Las puertas vidrieras estaban abiertas al fresco aire de la noche. La luna asomaba entre las nubes en movimiento y teñía la bahía de hollín y plata. El doctor se sirvió un vaso de vino para estrenar la cristalería y lo dejó sobre un pedestal colocado junto al clavicémbalo. El bouquet se mezcló con el aire salino y el doctor Lecter pudo disfrutarlo sin necesidad de apartar las manos del teclado.

A lo largo de su vida había tenido clavicordios, espinetas y otros instrumentos de teclado antiguos. Sin embargo, prefería el sonido y la sensación de tocar un clavicémbalo; como no es posible controlar el volumen del sonido que los plectros arrancan a las cuerdas, la música llega al intérprete como una experiencia impredecible, repentina y entera. El doctor Lecter no apartaba los ojos del instrumento mientras abría y cerraba las manos. Se enfrentó al clavicémbalo recién adquirido como hubiera abordado a una desconocida atractiva, con un comentario ligero pero interesante, tocando una canción compuesta por Enrique VIII, Verde crece el acebo.
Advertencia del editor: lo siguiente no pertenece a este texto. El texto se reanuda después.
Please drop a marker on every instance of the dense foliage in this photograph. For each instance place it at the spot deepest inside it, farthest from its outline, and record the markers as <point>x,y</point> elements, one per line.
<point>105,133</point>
Satisfecho, probó con la Sonata en si bemol mayor de Mozart. El doctor y el clavicémbalo necesitaban tiempo para intimar, pero las respuestas del instrumento a sus manos le decían que se le entregaría pronto. La brisa había aumentado y las velas vacilaban, pero el doctor Lecter tenía los ojos cerrados a la luz, y seguía tocando con el rostro alzado. Las burbujas volaban de las manos en forma de estrella de Mischa, que las agitaba en la brisa que sobrevolaba la bañera, y al atacar el tercer movimiento era Clarice Starling la que volaba con ligereza a través del bosque, la que corría y corría, haciendo crujir las hojas bajo sus pies, mientras el viento hacía sonar el follaje de los árboles y los ciervos echaban a correr al verla, un ciervo joven y dos ciervas que brincaron fuera del camino como brinca un corazón queriendo salirse del pecho. El terreno se enfrió de repente y los desharrapados salieron del bosque arrastrando al cervatillo, que tenía una flecha en el costado y se resistía a la soga que tenía apretada alrededor del pescuezo; los hombres tiraron del animal herido para no tener que cargar con él hasta el hacha y, de pronto, la música acabó con un violento mazazo, la nieve se llenó de sangre y el doctor Lecter se aferró al taburete con ambas manos. Respiró hondo una vez, y otra, y otra más, volvió a poner las manos sobre el teclado y forzó una frase, luego dos, que resonaron hasta morir en el silencio. El doctor emitió un débil chillido que subió de tono y cesó tan abruptamente como la música. Se quedó sentado largo rato con la cabeza inclinada sobre el teclado. Luego se levantó sin hacer ruido y salió del salón. Hubiera sido imposible saber en qué parte de la casa a oscuras se encontraba. El viento de la bahía cobró fuerza, consumió las llamas de las velas, hizo sonar las cuerdas del clavicémbalo en la oscuridad arrancándoles ya un aire accidental, ya un débil chillido que llegaba de un pasado muy lejano.